Can the once sought-after shooting center bump up his game and help the Hornets' shooting woes?

Mark J. Rebilas-USA TODAY Sports

He's not the only new Hornets player looking for redemption in Charlotte, but he arguably needs it the most.

Spencer Hawes turned a career year with the Philadelphia 76ers and Cleveland Cavaliers in 2014 into a four year, $23 million contract with the Los Angeles Clippers. At the time, it was hailed as a huge upgrade for the Clippers who were looking to replace the struggling Ryan Hollins. But it never seemed to click for Hawes in Los Angeles.

A knee injury bothered him early in the season and he never seemed to figure out how to get going with reserve minutes after starting for most of his career. His field goal percentage was well below 40. The three-point shooting that helped land him his long-term contract vanished. He would finish the season out of Doc Rivers' playoff rotation and averaging the worst scoring (12.0 points per 36 minutes) and efficiency numbers (9.8 PER) of his career, according to Basketball Reference.

"It's the way life goes sometimes. Sometimes the situations you look at on paper that seem like they're going to be the best fit end up on the other end of the spectrum," Hawes said at the Hornets' Media Day on Friday. He made it clear he wasn't going to dwell on the recent past.

Neither are the Hornets. They dealt a huge disappointment of their own in Lance Stephenson to the Clippers in exchange for Hawes and the three years left on his deal. The two players had eerily similar seasons. Both joined new teams with high expectations. Both were coming off of career years. Both struggled mightily from beyond the arc and plummeted out of their respective rotations. Lance will get a shot to return to form in a reserve role for the Clippers. Will Spencer get his shot in a crowded Hornets front court?

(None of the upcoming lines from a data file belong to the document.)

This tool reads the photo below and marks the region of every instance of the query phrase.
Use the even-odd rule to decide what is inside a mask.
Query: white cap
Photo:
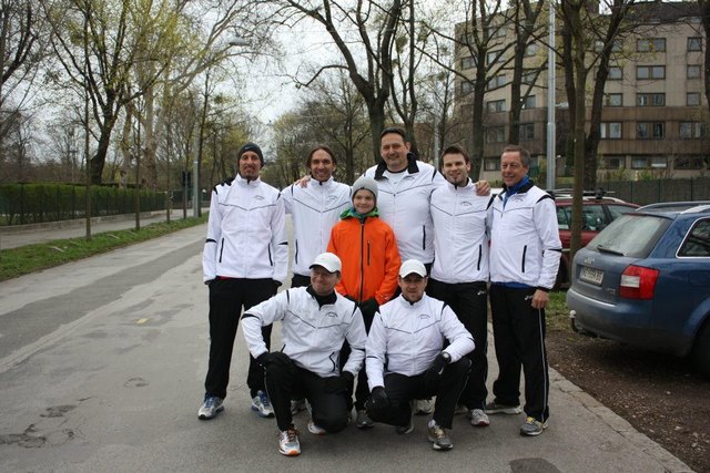
[[[426,268],[424,267],[424,263],[418,259],[407,259],[399,266],[399,277],[406,278],[412,273],[415,273],[423,278],[426,277]]]
[[[322,266],[328,273],[339,271],[341,258],[332,253],[322,253],[315,257],[315,259],[313,260],[313,265],[311,265],[311,268],[313,268],[314,266]]]

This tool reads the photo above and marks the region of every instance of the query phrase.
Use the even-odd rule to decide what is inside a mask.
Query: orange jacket
[[[345,217],[331,230],[328,251],[343,263],[335,290],[357,302],[374,297],[382,306],[392,299],[400,260],[389,225],[374,216],[365,217],[362,224],[359,218]]]

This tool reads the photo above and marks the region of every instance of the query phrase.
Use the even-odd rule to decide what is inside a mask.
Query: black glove
[[[264,368],[268,368],[272,364],[278,364],[285,368],[291,367],[291,358],[286,353],[281,351],[265,352],[256,357],[256,362]]]
[[[444,373],[444,368],[448,364],[448,359],[444,356],[444,352],[440,352],[436,356],[429,368],[424,372],[424,381],[427,385],[433,385],[436,383],[439,378],[442,378],[442,373]]]
[[[373,392],[369,393],[369,399],[367,400],[366,409],[372,418],[383,419],[387,417],[389,398],[387,397],[387,392],[385,392],[385,388],[382,385],[373,388]]]
[[[349,371],[343,371],[339,377],[331,377],[325,379],[324,390],[331,394],[346,393],[353,387],[355,377]]]
[[[359,305],[359,311],[363,312],[363,316],[373,317],[377,309],[379,309],[379,304],[374,297]]]

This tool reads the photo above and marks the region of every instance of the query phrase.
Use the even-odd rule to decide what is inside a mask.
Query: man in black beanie
[[[210,363],[204,400],[197,412],[202,420],[224,410],[222,402],[242,309],[274,296],[288,266],[284,203],[277,189],[260,179],[262,150],[246,143],[239,151],[237,164],[237,175],[212,191],[202,256],[203,280],[210,287]],[[262,335],[270,348],[271,326],[263,327]],[[251,409],[260,417],[273,418],[264,371],[251,357],[246,383]]]

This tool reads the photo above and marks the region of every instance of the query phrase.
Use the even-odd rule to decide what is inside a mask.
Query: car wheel
[[[696,337],[692,361],[698,371],[710,378],[710,319],[706,320]]]

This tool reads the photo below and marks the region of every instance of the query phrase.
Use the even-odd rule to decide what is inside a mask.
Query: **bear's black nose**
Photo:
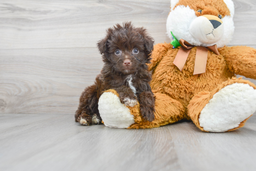
[[[211,22],[213,26],[213,28],[214,29],[217,28],[220,25],[221,25],[221,23],[219,22],[218,22],[216,20],[214,20],[214,19],[210,19],[209,20],[210,22]]]

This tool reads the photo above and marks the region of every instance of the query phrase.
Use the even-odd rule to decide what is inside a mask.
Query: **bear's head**
[[[232,0],[171,0],[167,34],[195,46],[223,47],[232,38],[234,9]]]

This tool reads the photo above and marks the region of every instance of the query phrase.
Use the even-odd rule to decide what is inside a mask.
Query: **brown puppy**
[[[104,91],[115,90],[121,102],[133,107],[138,100],[141,115],[151,121],[155,118],[155,98],[149,82],[150,63],[154,40],[143,27],[135,28],[130,22],[117,24],[106,30],[106,37],[97,47],[104,64],[93,85],[82,93],[76,122],[89,125],[101,123],[99,99]]]

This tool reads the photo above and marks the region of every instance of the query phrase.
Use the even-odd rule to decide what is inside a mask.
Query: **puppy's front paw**
[[[92,124],[92,117],[88,115],[82,113],[78,118],[78,121],[81,125],[89,126]]]
[[[94,125],[98,125],[101,123],[101,118],[96,114],[94,114],[92,115],[92,124]]]
[[[137,104],[137,101],[134,98],[131,99],[128,97],[125,97],[123,101],[125,105],[128,106],[133,107]]]

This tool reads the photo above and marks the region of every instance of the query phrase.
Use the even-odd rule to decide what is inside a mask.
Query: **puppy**
[[[76,122],[81,125],[98,124],[98,109],[103,92],[115,90],[121,102],[133,107],[138,101],[144,119],[154,119],[155,98],[149,82],[151,80],[146,64],[150,63],[154,40],[143,27],[130,22],[117,24],[106,30],[106,36],[97,43],[104,62],[94,84],[85,89],[76,112]]]

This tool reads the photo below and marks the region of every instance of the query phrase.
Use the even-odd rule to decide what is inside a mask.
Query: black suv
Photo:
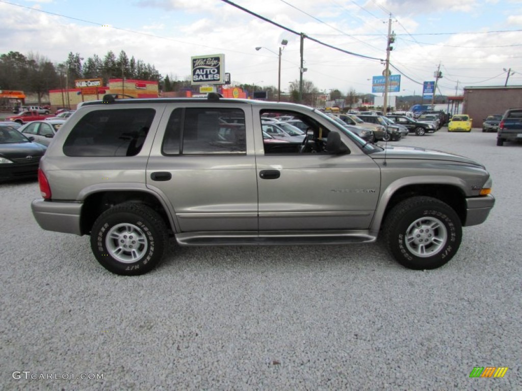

"When you get that third contract, you become kind of complacent. Going through (the situation in L.A.) lit a fire under me. I think that will pay dividends." Spencer Hawes

If his shooting numbers from beyond the arc even remotely resemble his 27 games in Cleveland — where he shot 45 percent and made nearly three per game — then the Hornets have a fantastic alternative to Al Jefferson down low and perhaps even a complement. He's 7 feet tall but meshed well with Tristan Thompson. The Hornets would love to get the Hawes from Philly, too, when over a third of his shot attempts were 3-pointers and he posted a respectable 55 percent true shooting. You have to take them to make them, but according to Hawes, he can't make it the focus of his game.

"I'm trying to recommit myself to not being so one dimensional, getting back to being a more well-rounded big guy and not just depending on the 3-point shot"

He's known for being a terrific passer for a big, something the Hornets have been longing for since McRoberts' departure a couple of seasons ago. Hawes is also a respectable post defender as long as you forget the last few years in Tankadelphia. He has long arms and consistently keeps his block percentage over three and flirts with four. It's when you stick him at power forward that Hawes struggles to keep up with quicker offensive players. He'll definitely have to improve that to break Clifford's rotation or have any shot at playing beside Big Al.

But ultimately the Hornets, who shot a league low 31.1 percent from three last year, will need someone who can space the floor not only for Al Jefferson, but newly acquired slashers Jeremy Lin and Jeremy Lamb. Doc Rivers would tell the media that minutes are earned, in reference to Hawes. The same goes for shot respect. He'll have to have a great camp and an even better start to the season if he wants defenders to forget his year out west.

For what it's worth, Hawes isn't out there throwing platitudes around. He's honest about the issues he had last season and seems bent on fixing them. The road back from NBA infamy to NBA notoriety is complex, but the lessons learned from his time in Los Angeles are simple.

"You teach yourself not to go control what you can control," Hawes said.